Managing intraday liquidity for firms is a complex, critical activity that has become increasingly important since the financial crisis. Firms need to balance the need to hold levels of collateral to make them safe and sound against the rising opportunity cost of holding excess liquidity, all the while considering their client payment proposition. Failure to have liquidity available, and in the right place, gives negative news to the industry and clients and could result in reputational damage. Intraday is dynamic, liquidity managers must control payments to reserve liquidity for time critical and retail payment system settlement obligations. They must also understand seasonal and company flows, have knowledge of ad hoc large value payments and comply with industry rules. The payments clearing and settlement landscape is also dynamic and industry changes are frequent and different across multiple currencies.

3. How has the current regulatory environment had an impact on intraday liquidity risk and preparing for the future?

Regulation has led to firms having a much better understanding of their own intraday liquidity risk and requirements. As firms analyze their own intraday profiles they get to have a better knowledge of risk drivers. This in turn leads to better policy and controls, which go towards making the industry safer.
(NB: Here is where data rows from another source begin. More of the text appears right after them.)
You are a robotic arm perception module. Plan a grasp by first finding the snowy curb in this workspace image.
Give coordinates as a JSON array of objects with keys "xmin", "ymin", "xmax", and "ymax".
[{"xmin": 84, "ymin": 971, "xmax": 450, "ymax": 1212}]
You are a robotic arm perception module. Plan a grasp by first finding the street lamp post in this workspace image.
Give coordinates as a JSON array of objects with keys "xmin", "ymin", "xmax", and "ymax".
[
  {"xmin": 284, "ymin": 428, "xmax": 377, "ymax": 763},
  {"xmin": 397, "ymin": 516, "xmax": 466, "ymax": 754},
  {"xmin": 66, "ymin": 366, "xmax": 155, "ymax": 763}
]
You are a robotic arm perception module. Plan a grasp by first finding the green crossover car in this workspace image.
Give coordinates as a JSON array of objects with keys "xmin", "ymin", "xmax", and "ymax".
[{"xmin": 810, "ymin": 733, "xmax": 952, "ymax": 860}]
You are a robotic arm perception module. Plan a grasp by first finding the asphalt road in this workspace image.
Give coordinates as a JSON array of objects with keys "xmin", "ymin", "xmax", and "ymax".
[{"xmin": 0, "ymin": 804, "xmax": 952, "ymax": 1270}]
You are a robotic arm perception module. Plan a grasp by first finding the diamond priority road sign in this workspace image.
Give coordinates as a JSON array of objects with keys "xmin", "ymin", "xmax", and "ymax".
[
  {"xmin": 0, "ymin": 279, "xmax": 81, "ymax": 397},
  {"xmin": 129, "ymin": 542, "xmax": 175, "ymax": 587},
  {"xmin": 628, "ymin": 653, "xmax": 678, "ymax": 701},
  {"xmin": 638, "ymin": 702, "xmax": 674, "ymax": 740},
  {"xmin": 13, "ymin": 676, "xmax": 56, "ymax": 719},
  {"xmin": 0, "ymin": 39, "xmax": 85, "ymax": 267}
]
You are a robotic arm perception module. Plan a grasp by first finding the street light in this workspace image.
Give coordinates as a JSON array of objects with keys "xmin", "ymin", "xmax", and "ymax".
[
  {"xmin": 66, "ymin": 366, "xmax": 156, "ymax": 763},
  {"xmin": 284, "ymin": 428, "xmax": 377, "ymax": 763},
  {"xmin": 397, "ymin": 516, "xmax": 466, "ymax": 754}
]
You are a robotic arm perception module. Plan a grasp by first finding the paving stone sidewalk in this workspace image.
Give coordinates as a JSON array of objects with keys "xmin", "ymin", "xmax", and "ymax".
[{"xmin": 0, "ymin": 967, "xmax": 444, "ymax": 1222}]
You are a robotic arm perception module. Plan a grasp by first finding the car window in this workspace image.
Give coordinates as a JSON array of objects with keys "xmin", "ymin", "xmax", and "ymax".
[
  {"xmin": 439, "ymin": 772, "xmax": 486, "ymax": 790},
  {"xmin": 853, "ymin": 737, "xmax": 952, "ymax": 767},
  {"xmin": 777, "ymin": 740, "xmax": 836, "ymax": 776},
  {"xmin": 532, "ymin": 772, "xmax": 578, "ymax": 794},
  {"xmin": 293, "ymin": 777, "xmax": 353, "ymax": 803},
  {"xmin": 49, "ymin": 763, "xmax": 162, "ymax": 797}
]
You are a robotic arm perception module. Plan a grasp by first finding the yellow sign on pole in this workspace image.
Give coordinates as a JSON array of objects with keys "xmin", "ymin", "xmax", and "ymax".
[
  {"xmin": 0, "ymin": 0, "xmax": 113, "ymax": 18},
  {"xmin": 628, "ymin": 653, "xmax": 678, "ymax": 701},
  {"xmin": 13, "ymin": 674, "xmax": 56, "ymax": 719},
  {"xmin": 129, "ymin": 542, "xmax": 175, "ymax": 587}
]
  1. What are some of the types of risk (payment system vs securities settlement systems, direct vs indirect) which financial insititutions are facing?

All firms have some form of intraday liquidity (IDL) risk. There are numerous risk drivers whether a firm is direct or indirect that could impact the ability to fulfil settlement obligations. For firms that settle indirectly, It maybe the removal of overdraft facilities by a correspondent bank. For direct settlement members the obligation to settle a payment scheme at a specific time. All firms must have control of their IDL positions and this should be considered whatever the operating model.